Folha monta mais um dossiê falso

A ombudsman da Folha, Suzana Singer, evitou comentar mais um dossiê falso da Folha: a história do suposto dossiê da campanha de Dilma Rousseff, que eu, vocês, o Sérgio Dávila e a torcida do Flamengo sabemos ser apenas o livro do repórter Amaury Ribeiro Jr sobre as privatizações. Não tem fim essa marcha da insensatez do jornal. A imagem vem sofrendo uma sucessão de danos que, mesmo que o jornal passasse a praticar jornalismo, levaria anos para serem reparados: ficha da Dilma, Secretária da Receita, assassinato de reputação da juíza que votou contra Dantas, pesquisa extemporânea do Datafolha.

Não adianta o jornal trazer um belo correspondente como diretor. Assim como não adianta o Estadão dispor de jornalistas de primeira em áreas de comando. A insensatez impregnou-se definitivamente no DNA dos jornalões.

Da Folha

Folha de S.Paulo – Dossiê do PT é crime, acusam tucanos – 13/06/2010

Dossiê do PT é crime, acusam tucanos

Virgílio defende que Justiça seja acionada; petistas dizem que não pediram dados sigilosos de Eduardo Jorge

Para Itagiba (PSDB), houve quebra de sigilo fiscal; presidente do PT chamou denúncia de “ridícula” e “absurda”

DO ENVIADO A SALVADOR
DE BRASÍLIA
DO ENVIADO A ITU

Líderes tucanos reunidos na convenção do PSDB foram uníssonos ao acusar o PT de crime de quebra de sigilo fiscal por ter acessado, por meio de uma “equipe de inteligência”, dados financeiros e fiscais particulares do vice-presidente executivo do PSDB, Eduardo Jorge.

O caso foi revelado ontem pela Folha. Os documentos indicavam três depósitos de R$ 1,3 milhão na conta de Eduardo Jorge.

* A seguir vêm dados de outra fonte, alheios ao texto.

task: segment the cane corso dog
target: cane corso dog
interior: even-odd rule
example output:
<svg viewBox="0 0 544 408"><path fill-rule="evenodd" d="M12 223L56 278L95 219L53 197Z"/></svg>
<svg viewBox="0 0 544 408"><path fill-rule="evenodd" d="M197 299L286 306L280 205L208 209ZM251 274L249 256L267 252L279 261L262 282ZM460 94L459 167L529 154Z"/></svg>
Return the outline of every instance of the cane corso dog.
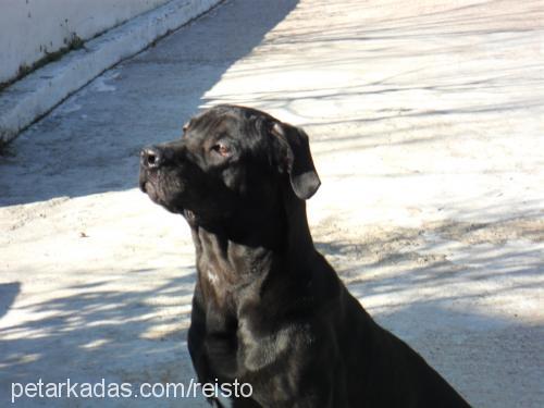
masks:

Os dados só estavam disponíveis na Receita Federal e no computador do próprio tucano.

Para o deputado federal Marcelo Itagiba (RJ), houve “crime de quebra de sigilo fiscal”. Já o senador Arthur Virgílio (AM) disse que o caso mostra uma “prática nojenta” na política.

“Fomos vítimas de dossiê o tempo todo. Ninguém ouviu falar que FHC fez dossiê contra o Lula”, disse.

Ele defende que a Justiça comum seja acionada.

O caso chegou aos discursos na convenção. Coube ao presidente tucano, Sérgio Guerra, citar o episódio indiretamente: “Nada nos levará à política dos dossiês”.

O presidente do PT, José Eduardo Dutra, chamou de “ridícula” e “absurda” a revelação do caso.

“Essa denúncia é absolutamente ridícula, ela não se sustenta, até porque a matéria inventou um novo tempo verbal que é o pretérito do futuro, porque fala: “uma equipe que estaria sendo formada produziu um dossiê”, sem qualquer informação, qualquer ligação com o PT”.

O ministro Alexandre Padilha (Relações Institucionais) disse que nem o PT nem o comando de campanha de Dilma têm responsabilidade pelos dados que teriam sido levantados sobre o tucano.

O líder do governo na Câmara, Cândido Vaccarezza (PT-SP), foi na mesma linha: “Não pedimos, não fizemos, não divulgamos nenhum dossiê, nenhuma investigação sobre Eduardo Jorge”.

Questionada sobre o caso, a candidata Marina Silva (PV) disse que quem faz “arapongagem e investigações paralelas” deve ser “duramente punido”.
Serra e Dilma não comentaram o caso.